Plus d’une quinzaine de professionnels de santé et cadres de l’AP-HM ont été entendus par les enquêteurs. Parmi eux, son ex-femme, également psychiatre à l’hôpital Sainte-Marguerite, et son ancien chef de service, toujours en fonction et qui a travaillé douze ans avec lui. En 2013, ce professeur l’a fait hospitaliser sous contrainte pendant plusieurs mois, à Toulon, après avoir été contacté par l’épouse du Dr Adida, victime d’une tentative d’étranglement par son mari. Certains de ses confrères le décrivent comme dangereux, souffrant de problèmes psychiatriques, et mentionnent des mails agressifs et menaçants. En 2015, le Dr Adida fait l’objet d’un nouveau signalement du conseil régional de l’Ordre des pharmaciens à l’Ordre des médecins concernant des prescriptions abusives de Ritaline. Les expertises psychiatriques réalisées au cours de l’information judiciaire attesteront, plus tard, que le Dr Adida souffre d’un trouble de la bipolarité, un diagnostic que le psychiatre a toujours refusé.

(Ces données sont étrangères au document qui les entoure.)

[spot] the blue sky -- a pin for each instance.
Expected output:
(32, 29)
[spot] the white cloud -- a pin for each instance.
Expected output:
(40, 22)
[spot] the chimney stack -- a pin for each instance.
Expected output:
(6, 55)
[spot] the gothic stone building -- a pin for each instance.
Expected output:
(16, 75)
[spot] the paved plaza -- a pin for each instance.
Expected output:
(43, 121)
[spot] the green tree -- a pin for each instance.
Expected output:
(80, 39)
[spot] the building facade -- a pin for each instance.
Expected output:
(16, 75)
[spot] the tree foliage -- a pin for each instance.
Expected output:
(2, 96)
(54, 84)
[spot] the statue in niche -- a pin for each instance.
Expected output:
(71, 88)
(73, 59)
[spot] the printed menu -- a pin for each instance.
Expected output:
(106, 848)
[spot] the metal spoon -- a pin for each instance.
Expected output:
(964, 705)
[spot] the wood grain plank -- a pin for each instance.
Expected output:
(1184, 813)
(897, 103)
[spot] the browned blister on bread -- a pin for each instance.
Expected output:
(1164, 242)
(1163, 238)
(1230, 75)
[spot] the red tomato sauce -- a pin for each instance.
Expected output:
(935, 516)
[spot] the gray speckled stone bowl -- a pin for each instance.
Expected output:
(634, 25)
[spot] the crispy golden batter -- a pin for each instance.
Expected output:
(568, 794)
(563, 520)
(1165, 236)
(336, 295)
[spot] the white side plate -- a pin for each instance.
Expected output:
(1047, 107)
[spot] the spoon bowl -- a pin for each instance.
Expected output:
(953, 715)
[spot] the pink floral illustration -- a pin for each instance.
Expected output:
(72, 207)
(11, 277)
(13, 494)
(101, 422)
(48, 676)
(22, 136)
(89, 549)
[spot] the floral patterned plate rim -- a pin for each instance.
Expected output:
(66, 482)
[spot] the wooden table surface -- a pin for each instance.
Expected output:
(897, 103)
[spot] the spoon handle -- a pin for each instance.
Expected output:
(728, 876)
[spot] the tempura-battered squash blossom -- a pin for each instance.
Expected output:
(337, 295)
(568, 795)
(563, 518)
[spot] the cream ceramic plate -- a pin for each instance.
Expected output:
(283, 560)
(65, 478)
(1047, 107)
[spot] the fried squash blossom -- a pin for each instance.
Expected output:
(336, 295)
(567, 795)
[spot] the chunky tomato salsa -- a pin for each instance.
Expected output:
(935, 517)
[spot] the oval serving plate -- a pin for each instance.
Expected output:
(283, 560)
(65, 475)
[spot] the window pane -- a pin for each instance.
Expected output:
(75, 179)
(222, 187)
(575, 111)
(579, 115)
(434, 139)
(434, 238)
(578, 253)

Le Dr Marc Adida avait été suspendu près de deux ans avant d’être réintégré en 2017
Éviter le sentiment d’omerta
En octobre 2024, le directeur général de l’AP-HM, François Crémieux, affirme au magazine Le Point : « Les dysfonctionnements ont été nombreux, c’est une évidence ». Le mois dernier, l’AP-HM s’est constituée partie civile dans cette affaire. « Pour nous, il était important d’avoir accès au dossier judiciaire afin d’essayer de comprendre ce qui a pu se passer et reconstruire des conditions de travail et de prise en charge des patients qui soient apaisées et éviter que de telles situations puissent se reproduire, explique au Quotidien Marie-Anne Ruder, directrice générale adjointe de l’AP-HM. Aujourd’hui, on prend nos responsabilités en prenant acte de ce qui s’est passé et en faisant en sorte que les professionnels puissent s’exprimer sur ce sujet à travers un dispositif d’écoute et ne gardent pas un sentiment d’omerta. »

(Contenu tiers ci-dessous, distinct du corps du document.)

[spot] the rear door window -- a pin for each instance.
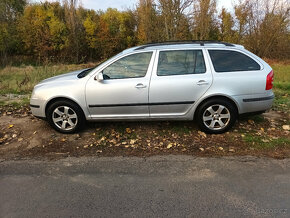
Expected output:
(180, 62)
(228, 61)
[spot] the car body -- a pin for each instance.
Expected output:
(162, 81)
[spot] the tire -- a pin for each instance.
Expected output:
(216, 116)
(65, 116)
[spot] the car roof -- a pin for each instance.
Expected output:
(183, 45)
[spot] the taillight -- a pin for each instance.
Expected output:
(270, 79)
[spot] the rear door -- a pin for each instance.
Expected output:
(124, 91)
(179, 79)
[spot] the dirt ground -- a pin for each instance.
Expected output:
(24, 136)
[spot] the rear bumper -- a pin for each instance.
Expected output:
(255, 103)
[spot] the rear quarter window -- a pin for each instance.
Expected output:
(232, 61)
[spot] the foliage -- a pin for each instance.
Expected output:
(68, 33)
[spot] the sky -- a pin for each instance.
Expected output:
(124, 4)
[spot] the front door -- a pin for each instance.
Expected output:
(124, 91)
(179, 79)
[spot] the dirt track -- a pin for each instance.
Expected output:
(22, 136)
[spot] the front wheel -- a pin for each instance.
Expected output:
(216, 116)
(65, 116)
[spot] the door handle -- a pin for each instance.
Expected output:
(140, 86)
(202, 82)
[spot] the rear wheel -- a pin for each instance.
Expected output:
(216, 116)
(65, 116)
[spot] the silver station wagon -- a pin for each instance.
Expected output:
(210, 82)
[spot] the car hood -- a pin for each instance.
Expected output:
(64, 77)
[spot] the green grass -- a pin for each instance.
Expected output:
(266, 143)
(21, 80)
(281, 86)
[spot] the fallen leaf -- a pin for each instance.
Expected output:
(251, 122)
(132, 141)
(202, 134)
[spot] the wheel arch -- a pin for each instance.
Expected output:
(53, 100)
(232, 101)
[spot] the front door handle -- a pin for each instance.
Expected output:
(140, 86)
(202, 82)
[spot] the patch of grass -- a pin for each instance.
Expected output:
(21, 80)
(281, 86)
(258, 118)
(15, 103)
(260, 142)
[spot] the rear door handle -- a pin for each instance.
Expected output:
(140, 86)
(202, 82)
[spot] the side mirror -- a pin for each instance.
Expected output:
(99, 77)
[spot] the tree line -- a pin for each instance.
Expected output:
(68, 33)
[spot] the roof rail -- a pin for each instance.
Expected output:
(201, 42)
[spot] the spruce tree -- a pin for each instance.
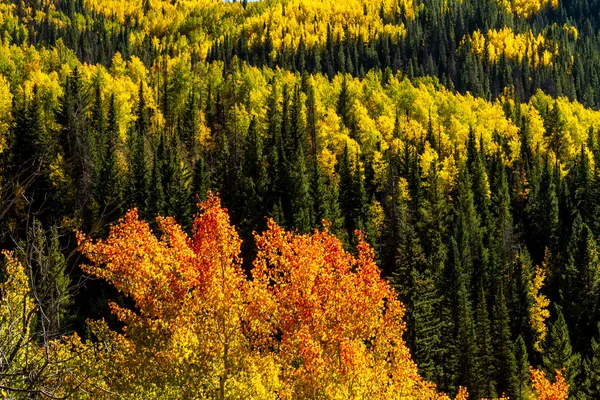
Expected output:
(591, 370)
(506, 371)
(109, 192)
(485, 385)
(580, 283)
(523, 374)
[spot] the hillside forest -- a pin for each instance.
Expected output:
(300, 199)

Ce dispositif d’écoute, opérationnel depuis le 10 octobre, a été confié à un cabinet spécialisé extérieur avec pour objectif d’aboutir à des préconisations fin décembre. En outre, l’AP-HM a rappelé à ses équipes l’existence des systèmes d’alerte en cas de dysfonctionnements ou de violences sexistes et sexuelles, « que l’on soit victime ou témoin », précise la directrice générale adjointe, insistant sur la sensibilisation et la formation des professionnels. Le Dr Adida, en détention provisoire depuis près de quatre ans, réfute en totalité les faits dont il est accusé. Ses demandes de mise en liberté ont été rejetées. Son procès doit s’ouvrir au printemps 2025. Il encourt une peine de vingt ans de réclusion criminelle.